Abstract, originally published in Seizure
Objective: There is a harmful myth that persists in modern culture that one should place objects into a seizing person’s mouth to prevent “swallowing the tongue.” Despite expert guidelines against this, the idea remains alive in popular media and public belief. We aimed to investigate the myth’s origins and discredit it.
Methods: A medical and popular literature review was conducted for the allusions to “swallowing one’s tongue” and practice recommendations for and against placing objects into a seizing person’s mouth. Current prevalence of these beliefs and relevant anatomy and physiology were summarised.
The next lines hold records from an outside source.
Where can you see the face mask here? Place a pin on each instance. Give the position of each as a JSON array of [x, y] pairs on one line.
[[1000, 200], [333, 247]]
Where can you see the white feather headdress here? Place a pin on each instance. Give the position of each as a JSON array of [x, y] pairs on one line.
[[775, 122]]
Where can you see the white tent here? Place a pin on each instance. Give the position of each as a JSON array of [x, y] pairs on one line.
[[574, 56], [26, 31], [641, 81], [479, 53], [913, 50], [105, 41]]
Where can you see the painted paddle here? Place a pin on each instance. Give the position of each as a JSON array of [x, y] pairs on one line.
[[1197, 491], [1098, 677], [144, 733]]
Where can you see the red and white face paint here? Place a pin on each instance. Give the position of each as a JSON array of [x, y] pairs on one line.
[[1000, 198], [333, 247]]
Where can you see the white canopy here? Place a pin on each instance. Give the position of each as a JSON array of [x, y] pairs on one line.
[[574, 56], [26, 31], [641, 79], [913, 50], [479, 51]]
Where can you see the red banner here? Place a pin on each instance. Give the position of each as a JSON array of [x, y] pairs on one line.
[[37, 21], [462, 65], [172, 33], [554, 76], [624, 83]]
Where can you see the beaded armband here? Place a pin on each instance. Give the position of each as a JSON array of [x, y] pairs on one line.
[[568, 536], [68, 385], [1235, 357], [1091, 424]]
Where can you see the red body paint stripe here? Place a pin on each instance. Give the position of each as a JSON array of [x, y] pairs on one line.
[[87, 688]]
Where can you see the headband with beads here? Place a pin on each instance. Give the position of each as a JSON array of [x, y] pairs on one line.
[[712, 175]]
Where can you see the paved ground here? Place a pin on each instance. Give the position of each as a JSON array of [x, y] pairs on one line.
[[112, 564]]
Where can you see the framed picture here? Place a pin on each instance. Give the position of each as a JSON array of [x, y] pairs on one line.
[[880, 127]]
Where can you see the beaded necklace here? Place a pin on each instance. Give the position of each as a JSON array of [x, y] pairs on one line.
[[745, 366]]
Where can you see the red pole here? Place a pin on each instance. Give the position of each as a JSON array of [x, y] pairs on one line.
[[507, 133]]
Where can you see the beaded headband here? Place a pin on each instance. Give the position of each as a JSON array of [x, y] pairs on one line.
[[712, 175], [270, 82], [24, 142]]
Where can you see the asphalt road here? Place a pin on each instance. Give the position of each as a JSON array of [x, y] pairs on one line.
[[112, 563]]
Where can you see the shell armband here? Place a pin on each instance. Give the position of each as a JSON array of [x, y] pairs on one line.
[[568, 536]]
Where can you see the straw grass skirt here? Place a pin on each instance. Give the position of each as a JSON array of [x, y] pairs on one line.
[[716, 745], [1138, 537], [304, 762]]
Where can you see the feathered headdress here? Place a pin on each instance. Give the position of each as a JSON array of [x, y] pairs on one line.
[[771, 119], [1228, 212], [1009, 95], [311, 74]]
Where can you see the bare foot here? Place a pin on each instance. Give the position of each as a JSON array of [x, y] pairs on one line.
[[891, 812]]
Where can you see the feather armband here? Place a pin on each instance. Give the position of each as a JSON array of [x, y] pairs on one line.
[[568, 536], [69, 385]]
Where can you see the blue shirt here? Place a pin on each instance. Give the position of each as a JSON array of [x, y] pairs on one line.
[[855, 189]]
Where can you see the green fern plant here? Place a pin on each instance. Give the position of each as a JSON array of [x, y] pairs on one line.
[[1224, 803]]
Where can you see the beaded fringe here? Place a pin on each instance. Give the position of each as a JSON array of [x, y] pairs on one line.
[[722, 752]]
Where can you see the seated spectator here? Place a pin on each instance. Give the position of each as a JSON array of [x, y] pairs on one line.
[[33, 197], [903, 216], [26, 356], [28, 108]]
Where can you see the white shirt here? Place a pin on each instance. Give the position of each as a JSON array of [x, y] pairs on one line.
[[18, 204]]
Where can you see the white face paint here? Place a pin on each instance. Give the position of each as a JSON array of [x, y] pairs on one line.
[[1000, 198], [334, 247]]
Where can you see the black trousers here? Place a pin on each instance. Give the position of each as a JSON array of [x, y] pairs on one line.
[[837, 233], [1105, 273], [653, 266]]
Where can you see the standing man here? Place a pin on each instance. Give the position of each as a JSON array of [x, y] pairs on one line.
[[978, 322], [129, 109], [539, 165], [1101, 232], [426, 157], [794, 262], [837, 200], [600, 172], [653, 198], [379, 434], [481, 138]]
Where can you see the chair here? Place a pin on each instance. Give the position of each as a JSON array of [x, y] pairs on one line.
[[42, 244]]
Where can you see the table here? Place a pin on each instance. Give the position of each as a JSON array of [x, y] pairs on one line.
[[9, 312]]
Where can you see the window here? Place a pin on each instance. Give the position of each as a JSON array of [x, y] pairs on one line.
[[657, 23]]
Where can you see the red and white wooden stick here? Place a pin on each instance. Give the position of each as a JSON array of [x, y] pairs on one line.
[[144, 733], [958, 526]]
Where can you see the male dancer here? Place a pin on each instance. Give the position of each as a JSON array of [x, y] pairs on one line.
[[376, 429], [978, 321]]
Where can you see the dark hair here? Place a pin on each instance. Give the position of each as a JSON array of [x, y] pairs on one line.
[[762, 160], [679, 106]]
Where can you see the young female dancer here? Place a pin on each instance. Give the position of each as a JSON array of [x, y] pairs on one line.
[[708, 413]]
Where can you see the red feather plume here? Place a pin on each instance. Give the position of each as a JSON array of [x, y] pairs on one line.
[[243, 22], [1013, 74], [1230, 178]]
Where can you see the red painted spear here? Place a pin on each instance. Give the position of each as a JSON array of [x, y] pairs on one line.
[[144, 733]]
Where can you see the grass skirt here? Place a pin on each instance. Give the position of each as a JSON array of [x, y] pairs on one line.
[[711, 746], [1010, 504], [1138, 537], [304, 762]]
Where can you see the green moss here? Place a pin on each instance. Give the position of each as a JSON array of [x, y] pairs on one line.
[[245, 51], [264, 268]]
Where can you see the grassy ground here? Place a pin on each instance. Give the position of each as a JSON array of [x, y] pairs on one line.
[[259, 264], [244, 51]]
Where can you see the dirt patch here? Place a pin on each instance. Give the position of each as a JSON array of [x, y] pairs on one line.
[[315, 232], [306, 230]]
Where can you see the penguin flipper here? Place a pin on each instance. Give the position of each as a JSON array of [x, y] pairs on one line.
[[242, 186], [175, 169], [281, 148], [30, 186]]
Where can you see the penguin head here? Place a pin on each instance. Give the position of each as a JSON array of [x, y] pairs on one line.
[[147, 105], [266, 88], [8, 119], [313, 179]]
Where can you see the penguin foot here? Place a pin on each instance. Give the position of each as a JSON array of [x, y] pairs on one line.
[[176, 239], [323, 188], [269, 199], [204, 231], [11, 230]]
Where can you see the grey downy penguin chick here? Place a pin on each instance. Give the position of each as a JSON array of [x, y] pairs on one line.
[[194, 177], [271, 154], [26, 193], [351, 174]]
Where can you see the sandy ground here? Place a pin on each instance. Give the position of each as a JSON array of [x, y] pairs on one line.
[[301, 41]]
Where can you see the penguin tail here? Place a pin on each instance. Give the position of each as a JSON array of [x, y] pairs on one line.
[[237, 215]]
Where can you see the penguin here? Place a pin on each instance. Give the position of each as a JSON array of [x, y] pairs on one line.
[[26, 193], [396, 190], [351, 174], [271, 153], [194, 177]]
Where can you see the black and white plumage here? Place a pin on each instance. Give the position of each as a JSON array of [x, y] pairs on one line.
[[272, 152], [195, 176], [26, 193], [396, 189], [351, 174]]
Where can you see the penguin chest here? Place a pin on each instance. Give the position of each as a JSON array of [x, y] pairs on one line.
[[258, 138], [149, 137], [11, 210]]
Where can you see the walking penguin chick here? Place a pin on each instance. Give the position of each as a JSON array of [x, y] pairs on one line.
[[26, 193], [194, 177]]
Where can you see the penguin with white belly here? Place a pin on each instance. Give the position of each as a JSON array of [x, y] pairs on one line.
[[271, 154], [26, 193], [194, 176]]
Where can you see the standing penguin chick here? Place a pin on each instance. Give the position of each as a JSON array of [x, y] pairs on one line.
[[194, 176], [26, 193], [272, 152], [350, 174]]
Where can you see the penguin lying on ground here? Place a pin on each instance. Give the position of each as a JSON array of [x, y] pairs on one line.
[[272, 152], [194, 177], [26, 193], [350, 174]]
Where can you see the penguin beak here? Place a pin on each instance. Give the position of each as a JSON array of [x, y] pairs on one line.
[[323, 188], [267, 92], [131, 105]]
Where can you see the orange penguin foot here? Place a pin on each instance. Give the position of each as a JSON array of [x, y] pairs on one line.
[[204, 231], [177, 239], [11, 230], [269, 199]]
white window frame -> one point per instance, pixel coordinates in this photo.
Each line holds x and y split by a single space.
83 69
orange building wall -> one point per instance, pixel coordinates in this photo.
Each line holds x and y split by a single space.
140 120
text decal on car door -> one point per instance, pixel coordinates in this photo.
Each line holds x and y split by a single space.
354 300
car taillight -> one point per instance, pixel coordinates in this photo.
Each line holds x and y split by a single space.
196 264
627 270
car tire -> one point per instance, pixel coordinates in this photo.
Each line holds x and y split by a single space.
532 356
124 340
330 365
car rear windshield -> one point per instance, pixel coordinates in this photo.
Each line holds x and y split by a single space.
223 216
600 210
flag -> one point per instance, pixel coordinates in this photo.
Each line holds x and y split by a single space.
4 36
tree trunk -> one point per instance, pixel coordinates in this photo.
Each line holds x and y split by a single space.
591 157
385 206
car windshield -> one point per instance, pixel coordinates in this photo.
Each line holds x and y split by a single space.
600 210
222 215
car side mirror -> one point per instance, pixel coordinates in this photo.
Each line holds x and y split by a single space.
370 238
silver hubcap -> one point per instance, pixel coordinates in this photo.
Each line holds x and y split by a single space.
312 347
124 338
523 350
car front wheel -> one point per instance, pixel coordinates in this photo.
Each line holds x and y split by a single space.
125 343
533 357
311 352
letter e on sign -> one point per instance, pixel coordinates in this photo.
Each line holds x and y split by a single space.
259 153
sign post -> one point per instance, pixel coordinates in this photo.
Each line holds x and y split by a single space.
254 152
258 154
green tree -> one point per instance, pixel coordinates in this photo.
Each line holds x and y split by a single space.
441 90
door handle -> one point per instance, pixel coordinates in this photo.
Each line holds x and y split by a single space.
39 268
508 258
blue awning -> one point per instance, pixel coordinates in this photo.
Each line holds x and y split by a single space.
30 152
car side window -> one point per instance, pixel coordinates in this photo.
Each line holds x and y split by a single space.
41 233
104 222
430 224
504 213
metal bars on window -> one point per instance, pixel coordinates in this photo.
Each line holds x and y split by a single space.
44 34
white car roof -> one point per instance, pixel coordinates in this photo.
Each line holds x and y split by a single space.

Results: The first English language allusions to placing objects in a patient’s mouth occurred in the mid-19th century, and the first allusions to swallowing one’s tongue during a seizure occurred in the late 19th century. By the mid-20th century, it was clear that some were recommending against the practice of placing objects in a patient’s mouth to prevent harm. Relatively recent popular literature and film continue to portray incorrect seizure first aid through at least 2013. There is ample modern literature confirming the anatomical impossibility of swallowing one’s tongue and confirming the potential harm of putting objects in a patient’s mouth.
Conclusion: One cannot swallow their tongue during a seizure. Foreign objects should not be placed into a seizing person’s mouth. We must continue to disseminate these ideas to our patients and colleagues. As neurologists, we have an obligation to champion safe practices for our patients, especially when popular media and culture continue to propagate dangerous ones.